Determining if a problem/game has a Nash Equilibrium is not an easy problem. In fact, it is harder than the classical NP problems and it is considered to be PPAD. In this posting, I will look and classify the Grid Problem to be the following:

Grid is a shared infrastructure with a limited number of resources. The limit could be high, but it must be less than what two players (users of the Grid) are able to consume. We want to look at the Grid Problem and see if there exists a configuration where all the users/players are satisfied. In short, we want to see if there exists a Nash’s Equilibrium point for the Grid Problem.

Lets take a step back, and look at the classes of games that exist. I want to do this to level-set and clarify my position about where various infrastructure types will fit into the different classes of games.

We have the following:

- Strategic Games (a.k.a Games in Normal Form)
- Extensive Games with perfect information
- Extensive Games without perfect information
- Coalitional Games

Strategic games are rather interesting in that both players (or N-players) make the decision in advance, and stick to that decision for the duration of the games. Extensive games, however, players can modify their strategy between moves.

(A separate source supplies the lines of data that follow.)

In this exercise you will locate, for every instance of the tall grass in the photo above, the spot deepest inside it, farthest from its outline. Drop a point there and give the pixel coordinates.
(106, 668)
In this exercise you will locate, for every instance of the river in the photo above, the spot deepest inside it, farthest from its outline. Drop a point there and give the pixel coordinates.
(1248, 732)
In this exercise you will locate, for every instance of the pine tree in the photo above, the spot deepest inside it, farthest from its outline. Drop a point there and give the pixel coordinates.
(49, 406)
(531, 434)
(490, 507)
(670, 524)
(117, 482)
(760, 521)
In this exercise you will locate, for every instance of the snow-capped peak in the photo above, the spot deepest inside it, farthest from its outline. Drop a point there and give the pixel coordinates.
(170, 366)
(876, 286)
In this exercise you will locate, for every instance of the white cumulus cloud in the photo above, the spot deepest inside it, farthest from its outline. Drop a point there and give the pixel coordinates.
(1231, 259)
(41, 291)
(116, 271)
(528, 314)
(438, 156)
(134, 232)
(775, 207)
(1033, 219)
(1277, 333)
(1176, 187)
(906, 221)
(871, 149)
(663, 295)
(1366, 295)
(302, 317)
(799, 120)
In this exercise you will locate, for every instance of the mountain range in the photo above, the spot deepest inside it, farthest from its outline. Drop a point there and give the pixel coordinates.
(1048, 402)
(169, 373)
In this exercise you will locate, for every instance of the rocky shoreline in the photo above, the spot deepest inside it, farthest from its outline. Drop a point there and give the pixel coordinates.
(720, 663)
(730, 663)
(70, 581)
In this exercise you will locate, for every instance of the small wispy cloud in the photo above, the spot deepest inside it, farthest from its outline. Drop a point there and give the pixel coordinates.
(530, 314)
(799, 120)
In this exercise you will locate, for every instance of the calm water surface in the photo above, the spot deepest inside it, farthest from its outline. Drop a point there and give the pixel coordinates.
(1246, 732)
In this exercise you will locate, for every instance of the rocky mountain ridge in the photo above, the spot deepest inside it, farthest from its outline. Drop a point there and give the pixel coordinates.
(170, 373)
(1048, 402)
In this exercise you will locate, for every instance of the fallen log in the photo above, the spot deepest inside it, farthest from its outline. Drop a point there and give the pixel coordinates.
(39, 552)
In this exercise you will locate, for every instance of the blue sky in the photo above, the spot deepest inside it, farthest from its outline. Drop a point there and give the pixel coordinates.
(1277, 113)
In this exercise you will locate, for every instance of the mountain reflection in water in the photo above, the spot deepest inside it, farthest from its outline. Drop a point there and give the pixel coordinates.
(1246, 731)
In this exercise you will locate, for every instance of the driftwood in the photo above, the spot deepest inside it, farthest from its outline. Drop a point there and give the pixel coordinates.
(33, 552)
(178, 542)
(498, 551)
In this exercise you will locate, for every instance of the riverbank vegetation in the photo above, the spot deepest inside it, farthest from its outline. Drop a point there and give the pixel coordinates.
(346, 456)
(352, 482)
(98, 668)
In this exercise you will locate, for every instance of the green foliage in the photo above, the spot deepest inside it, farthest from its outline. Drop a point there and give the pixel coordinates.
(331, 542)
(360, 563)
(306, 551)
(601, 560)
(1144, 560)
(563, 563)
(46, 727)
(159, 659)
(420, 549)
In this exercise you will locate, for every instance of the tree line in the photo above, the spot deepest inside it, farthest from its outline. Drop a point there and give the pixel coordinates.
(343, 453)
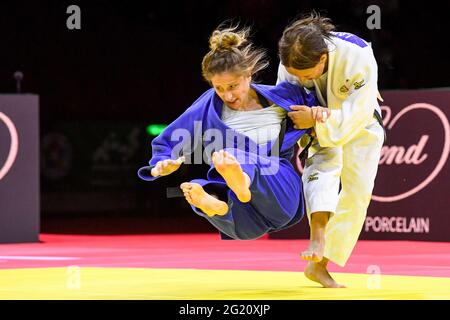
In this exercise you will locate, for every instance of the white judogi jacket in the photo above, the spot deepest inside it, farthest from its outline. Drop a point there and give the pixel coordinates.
(349, 145)
(351, 92)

Lets look at a Grid infrastructure:

A. Resource are limited B. Jobs are submitted to the Queue to be processed C. Queues are most likely FIFO D. A Player wants to get results asap without regards to the other playersBased on the above properties, we can deduce the following:

- Property A makes this game a Zero-sum game.
- Property B makes this game an imperfect information game
- Properties C + D makes this game a non cooperative strictly competitive game

In a Strategic game, the player chooses his plan of action once and for all and independently of the other players. Each plan is made based on a set of preferences, but those preferences *must* be selfish as we are dealing with a Zero-sum game.

If this problem can be reduced to the Matching Pennies problem, we can deduce that the Grid Problem does not have a Nash Equilibrium.